On 7/16/25 20:18, Peter Geoghegan wrote:
> On Wed, Jul 16, 2025 at 1:42 PM Tomas Vondra <to...@vondra.me> wrote:
>> On 7/16/25 16:45, Peter Geoghegan wrote:
>>> I get that index characteristics could be the limiting factor,
>>> especially in a world where we're not yet eagerly reading leaf pages.
>>> But that in no way justifies just forgetting about prefetch distance
>>> like this.
>>>
>>
>> True. I think it's simply a matter of "no one really needed that yet",
>> so the read stream does not have a way to do that. I suspect Thomas
>> might have a WIP patch for that somewhere ...
>
> This seems really important.
>
> I don't fully understand why this appears to be less of a problem with
> the complex patch. Can you help me to confirm my understanding?
>
> I think that this "complex" patch code is relevant:
>
> static bool
> index_batch_getnext(IndexScanDesc scan)
> {
> ...
> /*
> * If we already used the maximum number of batch slots available, it's
> * pointless to try loading another one. This can happen for various
> * reasons, e.g. for index-only scans on all-visible table, or skipping
> * duplicate blocks on perfectly correlated indexes, etc.
> *
> * We could enlarge the array to allow more batches, but that's futile, we
> * can always construct a case using more memory. Not only it would risk
> * OOM, it'd also be inefficient because this happens early in the scan
> * (so it'd interfere with LIMIT queries).
> *
> * XXX For now we just error out, but the correct solution is to pause the
> * stream by returning InvalidBlockNumber and then unpause it by doing
> * read_stream_reset.
> */
> if (INDEX_SCAN_BATCH_FULL(scan))
> {
> DEBUG_LOG("index_batch_getnext: ran out of space for batches");
> scan->xs_batches->reset = true;
> }
>
> It looks like we're able to fill up quite a few batches/pages before
> having to give anything to the read stream. Is that all this is?
>
> We do still need to reset the read stream with the "complex" patch --
> I see that. But it's just much less of a frequent thing, presumably
> contributing to the performance advantages that we see for the
> "complex" patch over the "simple" patch from your testing. Does that
> seem like a fair summary?
>
Yes, sounds like a fair summary.
> BTW, don't think that we actually error-out here? Is that XXX comment
> block obsolete?
>
Right, obsolete comment.
>> So that's the other thing this probably needs to consider - some concept
>> of how much effort to invest into finding the next prefetchable block.
>
> I agree, of course. That's the main argument in favor of the "complex"

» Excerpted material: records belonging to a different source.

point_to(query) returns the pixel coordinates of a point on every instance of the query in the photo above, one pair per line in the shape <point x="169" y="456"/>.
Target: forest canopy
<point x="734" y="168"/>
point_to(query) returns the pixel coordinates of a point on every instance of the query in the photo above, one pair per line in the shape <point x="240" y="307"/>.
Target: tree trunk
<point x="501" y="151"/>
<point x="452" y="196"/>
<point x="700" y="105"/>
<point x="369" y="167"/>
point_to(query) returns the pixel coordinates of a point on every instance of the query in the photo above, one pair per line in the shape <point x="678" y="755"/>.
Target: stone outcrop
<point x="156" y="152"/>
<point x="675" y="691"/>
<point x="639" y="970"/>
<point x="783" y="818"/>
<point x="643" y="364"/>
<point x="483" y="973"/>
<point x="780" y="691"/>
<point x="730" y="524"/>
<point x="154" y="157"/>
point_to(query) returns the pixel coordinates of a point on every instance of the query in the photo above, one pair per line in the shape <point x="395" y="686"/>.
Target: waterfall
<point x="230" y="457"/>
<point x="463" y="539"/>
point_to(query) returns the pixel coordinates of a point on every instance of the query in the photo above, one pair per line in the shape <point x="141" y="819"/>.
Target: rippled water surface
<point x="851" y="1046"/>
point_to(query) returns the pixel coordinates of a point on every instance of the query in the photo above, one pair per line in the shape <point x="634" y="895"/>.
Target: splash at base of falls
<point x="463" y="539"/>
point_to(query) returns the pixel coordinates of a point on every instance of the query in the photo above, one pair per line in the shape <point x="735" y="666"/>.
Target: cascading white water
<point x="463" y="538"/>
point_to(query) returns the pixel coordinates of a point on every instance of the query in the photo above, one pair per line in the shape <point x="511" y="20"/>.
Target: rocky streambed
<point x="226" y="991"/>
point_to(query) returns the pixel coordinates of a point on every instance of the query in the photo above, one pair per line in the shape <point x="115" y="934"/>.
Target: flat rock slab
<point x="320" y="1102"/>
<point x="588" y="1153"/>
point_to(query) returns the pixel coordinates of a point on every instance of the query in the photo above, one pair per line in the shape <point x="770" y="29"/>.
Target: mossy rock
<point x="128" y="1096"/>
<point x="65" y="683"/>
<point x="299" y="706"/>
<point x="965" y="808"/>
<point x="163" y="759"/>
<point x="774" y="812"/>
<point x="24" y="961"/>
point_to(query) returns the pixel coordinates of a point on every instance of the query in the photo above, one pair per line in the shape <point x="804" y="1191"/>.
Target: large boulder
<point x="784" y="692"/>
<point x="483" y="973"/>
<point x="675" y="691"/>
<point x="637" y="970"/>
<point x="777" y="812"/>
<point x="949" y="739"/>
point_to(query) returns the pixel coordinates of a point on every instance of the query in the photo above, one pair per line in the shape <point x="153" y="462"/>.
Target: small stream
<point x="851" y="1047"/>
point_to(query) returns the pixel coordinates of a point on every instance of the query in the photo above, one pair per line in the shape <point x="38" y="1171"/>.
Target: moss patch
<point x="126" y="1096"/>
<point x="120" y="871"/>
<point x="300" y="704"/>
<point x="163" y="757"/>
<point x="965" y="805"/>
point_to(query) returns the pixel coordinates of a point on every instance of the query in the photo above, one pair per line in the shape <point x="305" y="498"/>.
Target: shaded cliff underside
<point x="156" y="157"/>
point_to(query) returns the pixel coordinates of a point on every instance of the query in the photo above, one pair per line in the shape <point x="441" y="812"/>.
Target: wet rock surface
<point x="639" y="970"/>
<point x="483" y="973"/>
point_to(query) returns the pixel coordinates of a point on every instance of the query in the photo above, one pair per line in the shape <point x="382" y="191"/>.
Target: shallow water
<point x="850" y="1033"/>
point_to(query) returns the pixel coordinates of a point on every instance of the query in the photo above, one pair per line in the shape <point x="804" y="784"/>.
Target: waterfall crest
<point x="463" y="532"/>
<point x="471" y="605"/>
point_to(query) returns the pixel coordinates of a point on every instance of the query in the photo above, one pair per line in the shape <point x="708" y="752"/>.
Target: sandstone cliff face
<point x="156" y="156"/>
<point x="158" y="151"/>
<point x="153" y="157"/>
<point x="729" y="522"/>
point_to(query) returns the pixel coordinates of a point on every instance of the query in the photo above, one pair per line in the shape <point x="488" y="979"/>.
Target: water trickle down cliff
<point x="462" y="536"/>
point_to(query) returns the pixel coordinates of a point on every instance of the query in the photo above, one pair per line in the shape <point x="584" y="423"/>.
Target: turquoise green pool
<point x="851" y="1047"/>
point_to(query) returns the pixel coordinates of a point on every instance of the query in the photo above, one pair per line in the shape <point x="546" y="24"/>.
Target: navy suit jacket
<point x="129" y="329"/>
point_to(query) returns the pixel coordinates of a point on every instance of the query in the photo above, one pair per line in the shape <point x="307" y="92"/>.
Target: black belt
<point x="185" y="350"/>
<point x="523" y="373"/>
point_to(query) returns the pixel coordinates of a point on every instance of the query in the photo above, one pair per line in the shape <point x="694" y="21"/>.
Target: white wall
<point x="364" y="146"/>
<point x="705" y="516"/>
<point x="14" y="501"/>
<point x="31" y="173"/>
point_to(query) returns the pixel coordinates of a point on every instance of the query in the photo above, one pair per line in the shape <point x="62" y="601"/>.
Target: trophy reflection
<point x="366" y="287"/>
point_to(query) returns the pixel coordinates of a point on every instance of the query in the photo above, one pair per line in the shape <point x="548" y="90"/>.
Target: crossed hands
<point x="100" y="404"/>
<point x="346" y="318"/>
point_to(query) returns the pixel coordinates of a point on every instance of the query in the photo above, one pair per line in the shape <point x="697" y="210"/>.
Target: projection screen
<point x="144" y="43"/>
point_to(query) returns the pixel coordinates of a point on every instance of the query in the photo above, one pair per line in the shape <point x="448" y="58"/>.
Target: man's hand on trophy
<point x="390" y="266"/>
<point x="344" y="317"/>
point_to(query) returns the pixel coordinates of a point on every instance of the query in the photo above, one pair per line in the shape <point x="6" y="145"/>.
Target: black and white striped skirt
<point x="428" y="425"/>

> design. Every possible cost/benefit is relevant (or may be), so one
> centralized decision that weighs all those factors seems like the way
> to go. We don't need to start with a very sophisticated approach, but
> I do think that we need a design that is orientated around this view
> of things from the start.
>
> The "simple" patch basically has all the same problems, but doesn't
> even try to address them. The INDEX_SCAN_BATCH_FULL thing is probably
> still pretty far from optimal, but at least all the pieces are there
> in one place. At least we're not leaving it up to chance index AM
> implementation details (i.e. leaf page boundaries) that have very
> little to do with heapam related costs/what really matters.
>
Perhaps, although I don't quite see why the simpler patch couldn't
address some of those problems (within the limit of a single leaf page,
of course). I don't think there's anything that's prevent collecting the
"details" somewhere (e.g. in the IndexScanDesc), and querying it from
the callbacks. Or something like that.
I understand you may see the "one leaf page" as a limitation of various
optimizations, and that's perfectly correct, ofc. I also saw it as a
crude limitation of how "bad" the things can go.
regards
--
Tomas Vondra